Release the Future
Another week navigated in the pandemic. The news keeps coming in. The numbers keep going up. It’s more than just a bit overwhelming.
Alongside that, perhaps well-intentioned, has been a tsunami of opinions and articles about being uber productive and excelling (like learning a new language) during this enforced and extended “sick day” in which we find ourselves. More pressure to paddle through and it’s not helpful.
My video check-ins have now been refocused to address the continued challenge of maintaining our balancing act through this pandemic, but not add to the tsunami. To share one simple thing each week that I am using to help me manage my mental health in my solitary isolation.
This week, I want to talk about releasing the future.
My background is communications, public relations and marketing. Project management, with its lingo of “deliverables,” “goals,” and “frameworks,” is my professional oxygen. I have, off and on, for many years maintained a planning wall in my home to help juggle the multiple demands of my “day job” and my writing career, along with my personal life.
This past week, I went down to the 2020 planning wall and took every sticky note off. Then I left them in a pile on my dining room table and went to bed, sleeping soundly with a substantial release of pressure.
In our current lockdown, I am not writing my book (too hard to concentrate on big, lengthy things) and am unable to figure out the book launch sequence in the fall because we don’t know what the future is—and won’t for some time.
Trying to manage the future right now is trying to manage the unmanageable. We need to just let it go for now.
It does not resonate in our ordinary lives, the ones we have stepped out of. Fast-paced and overworked, we lived lives like circus performers just to keep up. That skill has no meaning right now, and it adds to the anxiety and tension of the current days.

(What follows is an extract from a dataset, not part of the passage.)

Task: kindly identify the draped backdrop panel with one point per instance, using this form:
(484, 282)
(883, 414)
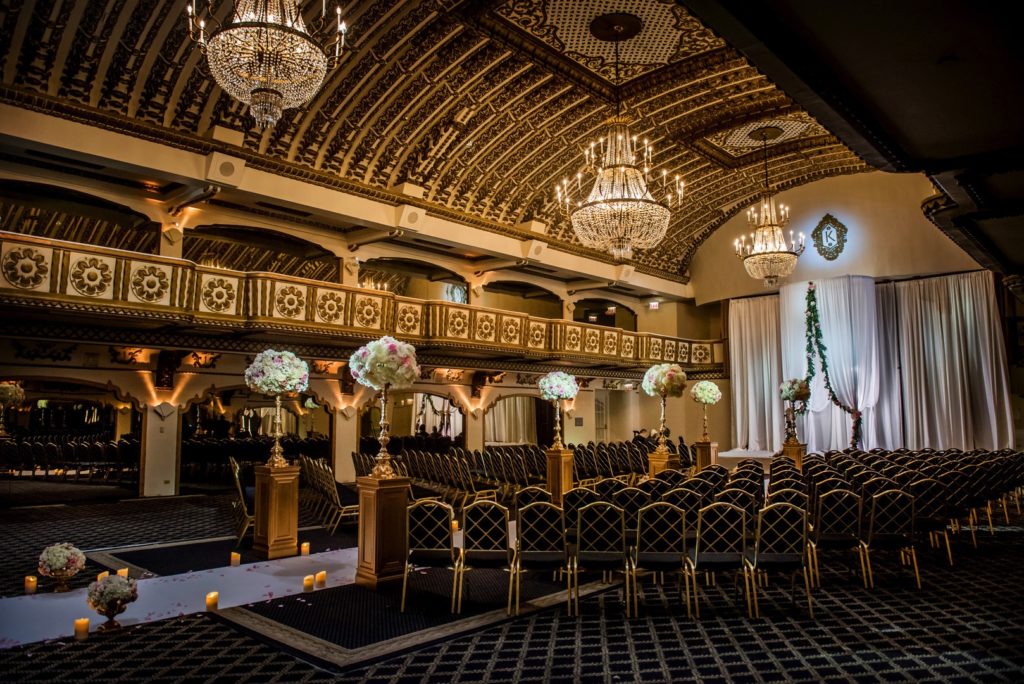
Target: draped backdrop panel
(756, 372)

Release the future. Just for now. It is not in our hands.
Embrace the present by dialling down your expectations. I took the pile of sticky notes and sorted them into two: the unmanageable future and the manageable present (for me, the next two months in terms of what I do have control over). Each week, I now take one or two sticky notes from my present pile and work on them over the days—when I can.
If I can’t, I don’t.
This is not a sprint. It is a marathon. Never run one myself but I know it’s all about pacing. So pace yourself.
As you are being kind to others during this unprecedented situation, remember to be kind to yourself. If all you can do on one given day is make breakfast and then sit out back in the sun with a second mug of tea, then do it. That’s absolutely okay.
It’s all about balance and maintaining our mental health.